Banyak orang tertawa tanpa (mau) menyadari sang maut sedang
mengintainya. Banyak orang cepat datang ke shaf shalat laiknya orang
yang amat merindukan kekasih. Sayang ternyata ia datang tergesa-gesa
hanya agar dapat segera pergi. Seperti penagih hutang yang kejam ia
perlakukan Tuhannya. Ada yang datang sekedar memenuhi tugas rutin mesin
agama. Dingin, kering dan hampa, tanpa penghayatan. Hilang tak dicari,
ada tak disyukuri.
Dari jahil engkau disuruh berilmu dan tak ada idzin untuk berhenti
hanya pada ilmu. Engkau dituntut beramal dengan ilmu yang ALLAH berikan.

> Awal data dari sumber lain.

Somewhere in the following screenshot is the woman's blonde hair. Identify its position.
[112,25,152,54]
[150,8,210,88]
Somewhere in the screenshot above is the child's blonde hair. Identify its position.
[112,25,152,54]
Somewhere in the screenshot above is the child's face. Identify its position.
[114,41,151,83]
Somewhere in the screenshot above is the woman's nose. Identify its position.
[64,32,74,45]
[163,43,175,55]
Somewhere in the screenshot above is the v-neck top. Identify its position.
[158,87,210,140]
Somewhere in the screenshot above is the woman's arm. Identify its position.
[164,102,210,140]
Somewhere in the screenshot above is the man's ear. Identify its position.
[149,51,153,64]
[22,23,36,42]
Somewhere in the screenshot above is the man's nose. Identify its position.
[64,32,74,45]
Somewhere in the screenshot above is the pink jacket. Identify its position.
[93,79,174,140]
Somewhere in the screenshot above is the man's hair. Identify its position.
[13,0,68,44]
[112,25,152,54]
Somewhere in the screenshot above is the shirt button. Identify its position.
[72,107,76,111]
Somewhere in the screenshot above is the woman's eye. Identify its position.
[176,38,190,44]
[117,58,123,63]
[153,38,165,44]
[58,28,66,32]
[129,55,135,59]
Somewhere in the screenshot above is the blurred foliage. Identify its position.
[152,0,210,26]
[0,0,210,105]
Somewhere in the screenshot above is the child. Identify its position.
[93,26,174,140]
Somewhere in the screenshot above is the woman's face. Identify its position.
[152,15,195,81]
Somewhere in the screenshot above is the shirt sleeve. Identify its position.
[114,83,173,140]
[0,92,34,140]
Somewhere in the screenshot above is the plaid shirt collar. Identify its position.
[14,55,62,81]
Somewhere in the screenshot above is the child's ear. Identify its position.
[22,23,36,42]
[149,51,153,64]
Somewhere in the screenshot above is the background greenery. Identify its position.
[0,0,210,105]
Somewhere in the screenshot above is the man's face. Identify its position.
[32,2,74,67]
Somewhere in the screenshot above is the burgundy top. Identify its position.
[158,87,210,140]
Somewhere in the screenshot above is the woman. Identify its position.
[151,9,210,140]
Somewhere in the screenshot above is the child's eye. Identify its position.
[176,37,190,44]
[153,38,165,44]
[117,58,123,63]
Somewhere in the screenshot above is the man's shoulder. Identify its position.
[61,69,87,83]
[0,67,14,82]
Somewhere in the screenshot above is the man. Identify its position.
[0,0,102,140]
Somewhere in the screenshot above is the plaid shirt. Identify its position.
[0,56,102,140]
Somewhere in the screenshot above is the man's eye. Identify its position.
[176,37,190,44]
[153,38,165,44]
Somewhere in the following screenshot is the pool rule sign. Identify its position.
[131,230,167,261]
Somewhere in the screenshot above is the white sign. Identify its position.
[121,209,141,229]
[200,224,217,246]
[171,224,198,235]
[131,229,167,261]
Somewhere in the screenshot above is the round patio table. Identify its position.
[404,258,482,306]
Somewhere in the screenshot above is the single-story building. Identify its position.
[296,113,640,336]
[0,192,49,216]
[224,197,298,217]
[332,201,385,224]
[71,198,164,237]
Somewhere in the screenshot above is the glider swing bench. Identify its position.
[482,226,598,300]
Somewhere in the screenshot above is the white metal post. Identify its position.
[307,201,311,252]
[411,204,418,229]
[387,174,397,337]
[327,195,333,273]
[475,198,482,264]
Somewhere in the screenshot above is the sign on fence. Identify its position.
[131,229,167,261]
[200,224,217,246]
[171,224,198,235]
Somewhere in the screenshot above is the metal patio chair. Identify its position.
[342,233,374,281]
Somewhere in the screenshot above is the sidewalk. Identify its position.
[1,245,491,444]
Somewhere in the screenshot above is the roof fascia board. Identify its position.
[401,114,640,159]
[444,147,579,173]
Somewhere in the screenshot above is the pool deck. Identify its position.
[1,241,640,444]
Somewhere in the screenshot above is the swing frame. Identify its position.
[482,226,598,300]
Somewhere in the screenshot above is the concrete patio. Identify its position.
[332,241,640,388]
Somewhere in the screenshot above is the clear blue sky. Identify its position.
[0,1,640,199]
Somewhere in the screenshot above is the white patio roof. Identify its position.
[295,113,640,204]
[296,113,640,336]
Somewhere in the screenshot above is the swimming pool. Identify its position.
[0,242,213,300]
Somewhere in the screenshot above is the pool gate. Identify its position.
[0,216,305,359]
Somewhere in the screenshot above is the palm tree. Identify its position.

Tanpa itu alangkah besar kemurkaan ALLAH atasmu. Tersanjungkah engkau
yang pandai bercakap tentang keheningan senyap ditingkah rintih
istighfar, kecupak air wudlu di dingin malam, lapar perut karena shiam
atau kedalaman munajat dalam rakaat-rakaat panjang.
Tersanjungkah engkau dengan licin lidahmu bertutur, sementara dalam
hatimu tak ada apa-apa. Kau kunyah mitos pemberian masyarakat dan sangka
baik orang-orang berhati jernih, bahwa engkau adalah seorang saleh,
alim, abid lagi mujahid, lalu puas meyakini itu tanpa rasa ngeri.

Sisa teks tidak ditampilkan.